I swallowed and pulled my fingers out and my mouth away, and he untwined his fingers carefully from my hair. Then he pulled me up by my collar until I was nearly climbing the table, to kiss me hungrily, licking the taste of himself from my tongue. I moaned, grinding my neglected cock against the padded table. Holmes sat up, fumbling for my trousers, and pulled it out. He began to frig me rapidly, and returned to devouring me with his kisses as he did so. I wrapped my arms around him, pulling his whole body down the table to me and trapping his hand between us. He continued apace, valiantly working in the tight space, and I clutched him to me, fisting my hands in his voluminous skirts.
I tore myself away from the kiss to gasp, "Now, oh, now," and he shoved his handkerchief between us. The wave of pleasure overwhelmed me, coalescing in my groin and resulting in a few hard jerks of my hips as I came.
"Doctor," Holmes said, affecting the voice of his disguise once more, "I feel ever so much better."

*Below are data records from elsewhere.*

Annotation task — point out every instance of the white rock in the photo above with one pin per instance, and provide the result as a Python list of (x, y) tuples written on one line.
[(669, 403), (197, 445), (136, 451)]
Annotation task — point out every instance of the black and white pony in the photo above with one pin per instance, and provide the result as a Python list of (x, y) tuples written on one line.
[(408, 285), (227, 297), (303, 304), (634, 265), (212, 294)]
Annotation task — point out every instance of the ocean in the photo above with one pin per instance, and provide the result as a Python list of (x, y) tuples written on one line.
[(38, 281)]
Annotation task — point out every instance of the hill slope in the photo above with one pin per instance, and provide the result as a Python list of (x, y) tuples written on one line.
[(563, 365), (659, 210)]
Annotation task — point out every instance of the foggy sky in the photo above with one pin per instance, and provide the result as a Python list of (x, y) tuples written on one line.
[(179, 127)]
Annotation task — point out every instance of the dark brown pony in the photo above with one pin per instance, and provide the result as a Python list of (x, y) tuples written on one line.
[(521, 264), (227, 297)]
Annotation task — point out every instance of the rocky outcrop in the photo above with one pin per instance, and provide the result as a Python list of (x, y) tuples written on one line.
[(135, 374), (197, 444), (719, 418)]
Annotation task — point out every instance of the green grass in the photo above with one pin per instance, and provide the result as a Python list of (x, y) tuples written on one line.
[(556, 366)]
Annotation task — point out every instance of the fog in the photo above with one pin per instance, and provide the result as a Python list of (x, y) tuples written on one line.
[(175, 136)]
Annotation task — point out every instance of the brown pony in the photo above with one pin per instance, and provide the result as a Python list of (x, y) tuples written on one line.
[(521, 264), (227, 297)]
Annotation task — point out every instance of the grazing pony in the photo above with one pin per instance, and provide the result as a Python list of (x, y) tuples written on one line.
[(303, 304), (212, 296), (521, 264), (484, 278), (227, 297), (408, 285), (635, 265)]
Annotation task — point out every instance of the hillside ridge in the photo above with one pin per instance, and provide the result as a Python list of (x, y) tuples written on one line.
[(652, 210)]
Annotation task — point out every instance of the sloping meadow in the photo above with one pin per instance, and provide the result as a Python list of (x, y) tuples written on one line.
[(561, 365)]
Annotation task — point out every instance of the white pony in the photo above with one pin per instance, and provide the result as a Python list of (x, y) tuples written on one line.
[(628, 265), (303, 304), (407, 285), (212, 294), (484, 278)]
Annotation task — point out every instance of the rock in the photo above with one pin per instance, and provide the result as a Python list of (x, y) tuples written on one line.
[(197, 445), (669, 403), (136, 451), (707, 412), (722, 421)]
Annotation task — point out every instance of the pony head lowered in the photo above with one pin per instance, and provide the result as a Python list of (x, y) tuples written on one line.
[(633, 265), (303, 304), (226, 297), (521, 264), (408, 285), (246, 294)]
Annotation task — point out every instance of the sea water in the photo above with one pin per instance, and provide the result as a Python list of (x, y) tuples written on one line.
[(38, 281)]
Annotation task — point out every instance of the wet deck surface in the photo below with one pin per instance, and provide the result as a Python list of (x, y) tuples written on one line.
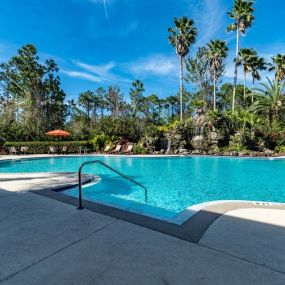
[(44, 241)]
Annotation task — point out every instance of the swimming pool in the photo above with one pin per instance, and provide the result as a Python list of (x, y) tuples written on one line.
[(173, 183)]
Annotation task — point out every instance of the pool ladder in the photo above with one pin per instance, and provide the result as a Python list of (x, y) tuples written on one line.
[(109, 167)]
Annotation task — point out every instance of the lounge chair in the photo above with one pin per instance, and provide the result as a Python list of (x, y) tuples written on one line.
[(52, 150), (23, 149), (64, 149), (107, 149), (129, 149), (82, 149), (117, 149), (12, 150)]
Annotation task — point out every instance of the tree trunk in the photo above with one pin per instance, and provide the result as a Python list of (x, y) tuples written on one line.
[(252, 89), (235, 75), (244, 86), (181, 89), (214, 89)]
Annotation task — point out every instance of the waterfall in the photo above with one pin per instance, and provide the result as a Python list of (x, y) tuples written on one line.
[(165, 144), (168, 144), (197, 131)]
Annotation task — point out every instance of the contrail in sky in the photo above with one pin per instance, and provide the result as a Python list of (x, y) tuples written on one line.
[(107, 16)]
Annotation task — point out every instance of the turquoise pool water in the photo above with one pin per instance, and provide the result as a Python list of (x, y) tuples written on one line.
[(173, 183)]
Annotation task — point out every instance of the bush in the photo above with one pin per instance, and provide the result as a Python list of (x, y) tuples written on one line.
[(43, 147), (99, 142), (139, 149)]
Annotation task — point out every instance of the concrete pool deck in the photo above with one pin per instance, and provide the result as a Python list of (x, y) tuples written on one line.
[(44, 241)]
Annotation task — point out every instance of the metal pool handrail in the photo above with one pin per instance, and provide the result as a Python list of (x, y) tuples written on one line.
[(109, 167)]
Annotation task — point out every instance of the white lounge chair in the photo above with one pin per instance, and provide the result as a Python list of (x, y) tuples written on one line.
[(52, 150), (12, 150), (117, 149), (129, 149)]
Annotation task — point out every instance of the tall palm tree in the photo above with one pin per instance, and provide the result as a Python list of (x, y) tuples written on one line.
[(256, 64), (270, 101), (181, 37), (243, 18), (245, 57), (217, 53), (278, 65)]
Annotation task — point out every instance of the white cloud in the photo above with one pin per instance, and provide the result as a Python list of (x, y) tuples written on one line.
[(82, 75), (159, 65), (209, 16), (97, 73), (97, 69)]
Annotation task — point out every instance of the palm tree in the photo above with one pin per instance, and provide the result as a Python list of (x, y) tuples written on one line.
[(278, 65), (256, 64), (270, 101), (243, 18), (217, 53), (245, 58), (182, 37)]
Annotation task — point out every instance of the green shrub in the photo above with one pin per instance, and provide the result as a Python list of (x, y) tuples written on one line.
[(43, 147), (139, 149), (99, 142), (280, 149)]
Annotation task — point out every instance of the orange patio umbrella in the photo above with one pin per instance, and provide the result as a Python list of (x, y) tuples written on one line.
[(58, 133)]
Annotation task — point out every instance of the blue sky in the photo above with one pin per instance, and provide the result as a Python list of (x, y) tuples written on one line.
[(98, 45)]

"Oh, stop," I panted against his perfumed neck. "You're a madman."
He laughed as we untangled ourselves. I fastened my trousers back up, and he lay his skirts down over his knees again. Unable to stand any longer, I sat down on my examination stool. Holmes reached up and pulled the wig carefully from his head. His hair beneath it was flattened and damp with sweat. He ran a hand through it, making it stick up, and grinned at me.
"Well, perhaps," he said, "but I notice you didn't turn this madman down."
"What am I to tell Mrs Hudson when she finds you are already here, and that my patient never left."
"You shall tell her I have played a cruel joke on you, and change the subject." Holmes slid off the table with a rustle of tulle and silk, and turned his back to me. "Help me with this blasted thing, will you?"
I stood again and began to unlace his corset. "How did you get it on in the first place?" I asked.
"You are not the only person in London accustomed to seeing me in a disguise," he said, and sighed with relief when the corset finally fell open on its own. "Lord, I thought I was going to die coming up those stairs. I really did feel faint."
"These contraptions are terrible for the health," I said, unable to help myself. "I try to advise my true patients to avoid them at all costs."
"I'll take that into consideration," Holmes said, pulling the bodice of the dress off his shoulders and turning back to face me. I ran an appreciative hand down his bare chest, which he caught and lifted to his mouth to lay a kiss in the middle of my palm. "But now, I'll trade my frock for a shirt and coat, and we shall go to dinner, what do you say?"
"I don't know," I said slowly. "Why trade at all?"
Holmes paused, his eyes narrowing, and then he began to smile. "Yes," he said, "why indeed?"